Ik denk trouwens wel dat ik Marx verkeerd begrepen heb. Ik heb in ieder geval spijt van mijn opmerkingen. Ze blijken ook niet waar te zijn. Mijn dochter probeert de laatste tijd haar eten te delen, maar ze snapt niet hoe ze dat moet doen. Ze geeft me dan een stukje van haar rijstwafel, dat ik probeer aan te pakken, maar ze laat niet los, alsof ze de consequentie van het geven niet wil aanvaarden.

Ik ga haar helpen om te snappen wat delen is. Niet tegen beter weten in, niet terwijl ik eigenlijk denk dat de mens uiteindelijk niet gemaakt is om te delen, maar omdat ik geloof dat de dingen kapotgaan door er bezit van te nemen. Zij en ik maken dat dagelijks mee, maar we leren zo slecht.

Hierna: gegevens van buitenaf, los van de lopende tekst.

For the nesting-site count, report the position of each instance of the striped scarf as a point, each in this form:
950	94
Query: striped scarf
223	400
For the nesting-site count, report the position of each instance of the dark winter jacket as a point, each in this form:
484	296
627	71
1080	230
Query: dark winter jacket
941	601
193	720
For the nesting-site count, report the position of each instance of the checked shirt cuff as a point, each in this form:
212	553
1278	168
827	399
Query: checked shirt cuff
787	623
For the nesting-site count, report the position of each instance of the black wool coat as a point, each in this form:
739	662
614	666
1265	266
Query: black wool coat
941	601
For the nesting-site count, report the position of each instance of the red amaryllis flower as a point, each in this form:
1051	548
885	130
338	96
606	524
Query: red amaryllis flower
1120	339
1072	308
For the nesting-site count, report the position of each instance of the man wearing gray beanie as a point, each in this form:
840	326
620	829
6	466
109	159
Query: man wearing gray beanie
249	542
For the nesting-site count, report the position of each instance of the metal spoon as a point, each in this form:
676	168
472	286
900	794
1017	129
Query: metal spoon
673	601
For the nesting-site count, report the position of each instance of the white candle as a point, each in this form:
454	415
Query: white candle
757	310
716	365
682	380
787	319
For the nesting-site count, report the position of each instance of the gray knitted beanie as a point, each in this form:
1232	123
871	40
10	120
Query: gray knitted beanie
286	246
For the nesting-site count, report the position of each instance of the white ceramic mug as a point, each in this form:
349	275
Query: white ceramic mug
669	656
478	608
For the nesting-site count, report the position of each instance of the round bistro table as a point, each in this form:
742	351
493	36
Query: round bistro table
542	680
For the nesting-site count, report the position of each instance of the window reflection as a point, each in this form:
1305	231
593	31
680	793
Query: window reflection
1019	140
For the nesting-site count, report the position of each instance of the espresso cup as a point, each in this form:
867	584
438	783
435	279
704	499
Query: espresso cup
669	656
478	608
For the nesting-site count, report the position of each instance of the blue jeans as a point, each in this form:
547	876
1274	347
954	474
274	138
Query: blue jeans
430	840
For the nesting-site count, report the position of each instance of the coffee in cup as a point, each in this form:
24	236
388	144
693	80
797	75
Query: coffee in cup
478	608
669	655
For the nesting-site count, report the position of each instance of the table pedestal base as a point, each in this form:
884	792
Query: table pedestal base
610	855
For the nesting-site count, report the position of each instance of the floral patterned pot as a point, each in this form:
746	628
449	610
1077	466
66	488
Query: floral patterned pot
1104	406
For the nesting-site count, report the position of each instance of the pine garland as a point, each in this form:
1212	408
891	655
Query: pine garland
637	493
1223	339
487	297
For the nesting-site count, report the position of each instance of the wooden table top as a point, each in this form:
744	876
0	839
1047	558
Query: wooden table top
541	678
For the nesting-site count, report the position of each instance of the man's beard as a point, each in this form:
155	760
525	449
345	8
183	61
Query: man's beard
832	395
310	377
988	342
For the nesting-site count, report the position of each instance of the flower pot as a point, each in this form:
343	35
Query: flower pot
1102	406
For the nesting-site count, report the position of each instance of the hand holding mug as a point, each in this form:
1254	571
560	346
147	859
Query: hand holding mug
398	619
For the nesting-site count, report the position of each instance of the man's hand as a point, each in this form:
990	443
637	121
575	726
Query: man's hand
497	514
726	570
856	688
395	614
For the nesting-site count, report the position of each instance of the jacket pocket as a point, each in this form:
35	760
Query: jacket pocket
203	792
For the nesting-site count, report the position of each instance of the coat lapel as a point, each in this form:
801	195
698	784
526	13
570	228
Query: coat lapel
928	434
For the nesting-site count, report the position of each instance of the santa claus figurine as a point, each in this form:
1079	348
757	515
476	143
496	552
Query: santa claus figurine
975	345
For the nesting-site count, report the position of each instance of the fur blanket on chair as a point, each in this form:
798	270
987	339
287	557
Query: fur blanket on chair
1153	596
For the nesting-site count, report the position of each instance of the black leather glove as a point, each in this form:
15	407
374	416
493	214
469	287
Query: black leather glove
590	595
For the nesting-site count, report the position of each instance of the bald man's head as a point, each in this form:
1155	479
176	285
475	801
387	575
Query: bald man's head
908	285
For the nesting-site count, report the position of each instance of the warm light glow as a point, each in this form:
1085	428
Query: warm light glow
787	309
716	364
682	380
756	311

Zo speel ik weleens muziek voor haar. ‘Spelen’ is een groot woord: ik haal een lang, smal karton met gaatjes erin door een klein draaiorgeltje, daar komt dan iets melancholisch uit. Mijn dochter grijpt vervolgens naar dat smalle stuk karton, alsof ze die muziek daarmee zou kunnen bezitten. Het kartonnetje is ondertussen kapot en nu is er geen muziek meer. Ook is er een blauwe lampion die op haar kamer aan het plafond hangt. Elke avond wil ze hem aanraken, bezitten, consumeren. Ook de lampion is inmiddels kapot.

De bellen die ik voor haar blaas, wil ze bezitten en gaan kapot, de bloemen die ze ziet, het buurjongetje, mijn telefoon, mijn geliefde gaat soms kapot omdat ik hem wil bezitten.

Ik denk niet dat wij ooit zullen leren om de dingen niet te willen bezitten. Ik weet eigenlijk niet of ik überhaupt wel een les heb geleerd. Dat zeggen mensen weleens na iets heel vervelends. ‘Het was een goede les.’ Dat het tenminste allemaal niet voor niks is geweest, terwijl zoveel dingen voor niks zijn.

Op een reclameposter in het station zag ik een rode vrouw zwaaien met een rode vlag met gele sterren erop. Ik denk dat het reclamebureau in de vergadering daarover zei: ‘Het moet een zweem van communisme hebben.’ ‘ER ZIT EEN FREELANCER IN IEDEREEN’, was de tekst die heel groot op die poster stond. Wie dat heeft ontworpen, heeft Het kapitaal ook niet gelezen, dat was wel duidelijk. Ergens was ik gerustgesteld. In de optocht van mensen die Marx verkeerd begrepen hebben, stond ik tenminste niet helemaal achteraan.

Link naar de column.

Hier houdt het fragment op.